« Cette affaire n’est pas politique », s’est défendue Margrethe Vestager, la commissaire européenne à la Concurrence, alors que beaucoup d’observateurs craignent une réaction « sévère » de Moscou. Yuri Kadobnov/AFP
L'Union européenne est passée à l'attaque hier contre Gazprom, accusant le géant gazier russe d'abus de position dominante sur plusieurs marchés en Europe centrale et orientale, au risque d'ouvrir un nouveau front avec Moscou. La Commission a envoyé une « communication des griefs » au bras gazier du Kremlin, suite à une enquête ouverte en août 2012. Cette accélération de la procédure pourrait se traduire par une amende allant jusqu'à 10 % du chiffre d'affaires mondial du groupe, soit plus de 9 milliards d'euros.
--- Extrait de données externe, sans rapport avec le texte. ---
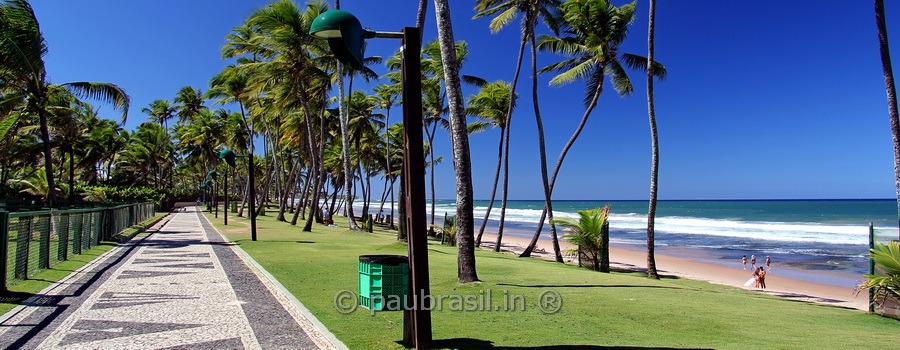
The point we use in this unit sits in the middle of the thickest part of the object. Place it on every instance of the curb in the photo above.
(78, 272)
(270, 280)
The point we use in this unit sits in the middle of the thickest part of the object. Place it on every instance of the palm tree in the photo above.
(594, 30)
(590, 233)
(654, 145)
(891, 93)
(462, 162)
(189, 103)
(532, 10)
(160, 111)
(886, 287)
(148, 156)
(22, 50)
(388, 95)
(434, 95)
(492, 104)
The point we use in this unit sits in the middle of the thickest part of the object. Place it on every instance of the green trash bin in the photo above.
(383, 282)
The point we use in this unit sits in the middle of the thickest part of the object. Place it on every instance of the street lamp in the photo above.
(208, 185)
(229, 158)
(346, 37)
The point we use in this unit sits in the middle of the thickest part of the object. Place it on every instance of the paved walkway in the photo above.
(181, 286)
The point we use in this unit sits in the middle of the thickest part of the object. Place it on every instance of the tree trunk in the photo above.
(487, 213)
(559, 161)
(345, 152)
(891, 93)
(48, 157)
(460, 139)
(654, 145)
(301, 207)
(604, 247)
(402, 233)
(431, 155)
(71, 175)
(507, 123)
(548, 204)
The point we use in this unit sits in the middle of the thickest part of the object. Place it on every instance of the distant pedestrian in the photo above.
(761, 277)
(754, 279)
Ce geste a été immédiatement dénoncé par Gazprom. « Les objections présentées par la Commission européenne sont infondées », a indiqué le groupe public, ajoutant qu'il « adhère strictement à toutes les normes des lois internationales et des législations nationales des pays où il fait des affaires ».
« Cette affaire n'est pas politique », s'est défendu Margrethe Vestager, la commissaire européenne à la Concurrence, alors que beaucoup d'observateurs craignent une réaction « sévère » de Moscou. « Il s'agit d'un cas de concurrence, fondé sur des faits (...). Nous avons affaire à une entreprise publique, mais aussi un groupe faisant des affaires en Europe », s'est justifiée Mme Vestager. « Nous n'avons pas de problème avec le groupe, mais avec une façon de faire », a-t-elle insisté. L'envoi d'une communication des griefs ne présage pas de l'issue de l'enquête. Le groupe russe a désormais 12 semaines pour répondre. « À ce stade, toutes les voies sont ouvertes, a affirmé la commissaire, ne fermant pas la porte à la négociation. Gazprom peut nous prouver que nous avons tort. »
« Chantage économique »
« Gazprom veut un règlement à l'amiable, a assuré une source proche du dossier. Qu'ils le veuillent ou non, l'Union européenne et Gazprom sont condamnés à s'entendre, car c'est une coopération qu'il est pratiquement impossible d'interrompre sans apporter un énorme préjudice à leurs économies. » Dans le détail, l'exécutif européen a conclu « à titre préliminaire » que Gazprom « pourrait avoir érigé des obstacles artificiels empêchant l'acheminement du gaz de certains pays d'Europe centrale et orientale vers d'autres ».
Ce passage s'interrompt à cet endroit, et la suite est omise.